Dentro de los films que tengo en mi lista de pendientes, se encontraba «Tideland«, uno que había olvidado por completo en mi afán por actualizarme, olvidando los films de hace un par de años. Y anoche decidí recordar, y bien cómoda en mi cama vi el film de Terry Gilliam, del 2005.
Un director que considero, en lo personal, brillante, es Gilliam. Luego de un Brasil o un 12 Monos espectaculares, siendo que no hay chance de desilución alguna. Y es que lo que promete lo cumple. Pues bien, arranqué el film sin saber de qué trataba, y debo decir, que es muy difícil.
La película se centra en la protagonista, quien maneja todo el tiempo el punto de vista del film. Una nena, hija de una estrella de rock adicta a toda clase de drogas, y una mujer que al inicio de la película muere por sobredosis de metadona. La niña no ha aprendido lo que es cada una de las cosas esenciales de la vida, y la muerte no deja de espantarla desde lo más instintivo de su ser, y ya no como conciencia de su implicancia. Ignora más de lo que debería, y vive en un mundo de fantasías, donde todos los que la rodean la amparan, y la mantienen en un engaño que a cada uno de los personajes le termina siendo propio. Con un novio que luego la toma por novia, que no es más que un enfermo mental y epiléptico, Geliza-Rose, la niña, vive en la fantasía de hadas, fantasmas y muñecas que son sus mejores amigas.

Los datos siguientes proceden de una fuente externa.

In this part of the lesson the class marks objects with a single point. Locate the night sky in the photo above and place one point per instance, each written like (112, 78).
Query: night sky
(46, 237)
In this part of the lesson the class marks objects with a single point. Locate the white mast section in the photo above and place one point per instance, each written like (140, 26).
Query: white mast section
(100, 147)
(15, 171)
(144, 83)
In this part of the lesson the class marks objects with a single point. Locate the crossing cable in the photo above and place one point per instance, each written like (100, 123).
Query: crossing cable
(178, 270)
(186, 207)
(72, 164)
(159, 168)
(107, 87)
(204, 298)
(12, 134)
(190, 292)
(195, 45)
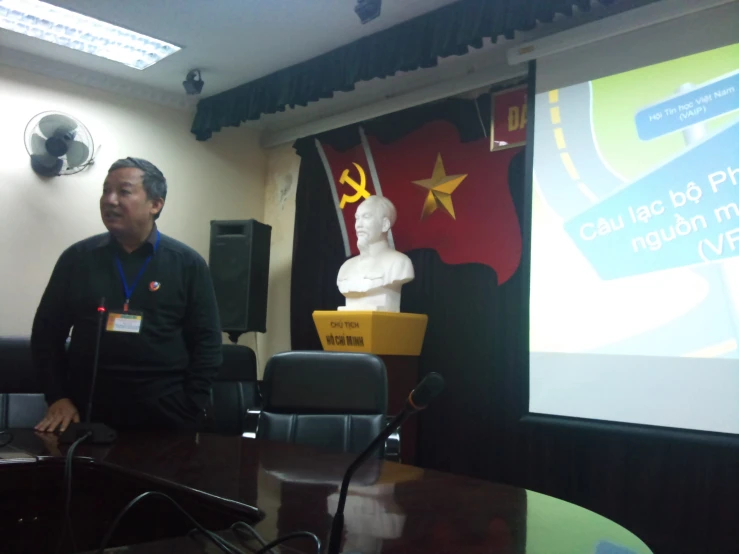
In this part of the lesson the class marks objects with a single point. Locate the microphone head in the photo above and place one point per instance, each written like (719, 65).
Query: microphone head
(428, 389)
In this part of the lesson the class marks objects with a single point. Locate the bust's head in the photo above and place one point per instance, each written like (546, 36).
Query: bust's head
(374, 218)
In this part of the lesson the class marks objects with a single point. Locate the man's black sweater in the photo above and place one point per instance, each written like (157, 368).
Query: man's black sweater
(159, 377)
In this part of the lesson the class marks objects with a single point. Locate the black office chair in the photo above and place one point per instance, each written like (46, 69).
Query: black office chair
(331, 400)
(234, 392)
(22, 405)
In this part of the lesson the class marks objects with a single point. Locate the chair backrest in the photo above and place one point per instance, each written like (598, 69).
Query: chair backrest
(22, 405)
(234, 391)
(331, 400)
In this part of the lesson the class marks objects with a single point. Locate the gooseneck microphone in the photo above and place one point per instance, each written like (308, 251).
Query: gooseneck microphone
(428, 389)
(98, 337)
(99, 432)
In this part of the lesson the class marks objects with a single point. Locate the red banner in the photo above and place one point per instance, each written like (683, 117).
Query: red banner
(451, 196)
(508, 128)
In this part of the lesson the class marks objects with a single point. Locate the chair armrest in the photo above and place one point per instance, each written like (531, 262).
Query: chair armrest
(251, 423)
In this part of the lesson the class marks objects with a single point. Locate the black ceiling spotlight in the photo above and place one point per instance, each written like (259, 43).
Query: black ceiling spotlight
(367, 10)
(192, 84)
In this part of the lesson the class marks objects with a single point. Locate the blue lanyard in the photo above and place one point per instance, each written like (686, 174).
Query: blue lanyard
(128, 290)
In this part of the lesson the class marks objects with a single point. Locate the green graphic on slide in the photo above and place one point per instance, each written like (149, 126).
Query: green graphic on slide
(618, 98)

En un ambiente de plena luz, aunque infinitamente opresivo, se desarrollan situaciones que uno, desde el otro lado de algo, siente en la boca del estómago como el dolor ante la más pura de las impotencias. La morbosidad no se sustenta en sí misma, sino más bien en la esencial ignorancia, y la trasmutación a fantasía de cada acontecimiento y emoción. Todo pierde para ganar, o gana para perder.
Para quienes no hayan visto éste film, debo decir que es uno de los que más han afectado a mi emoción en las últimas muchas horas. Recomendable por su humanidad y crudeza, y fantasía y pureza, y porque Terry Gilliam es groso, grande, inmenso.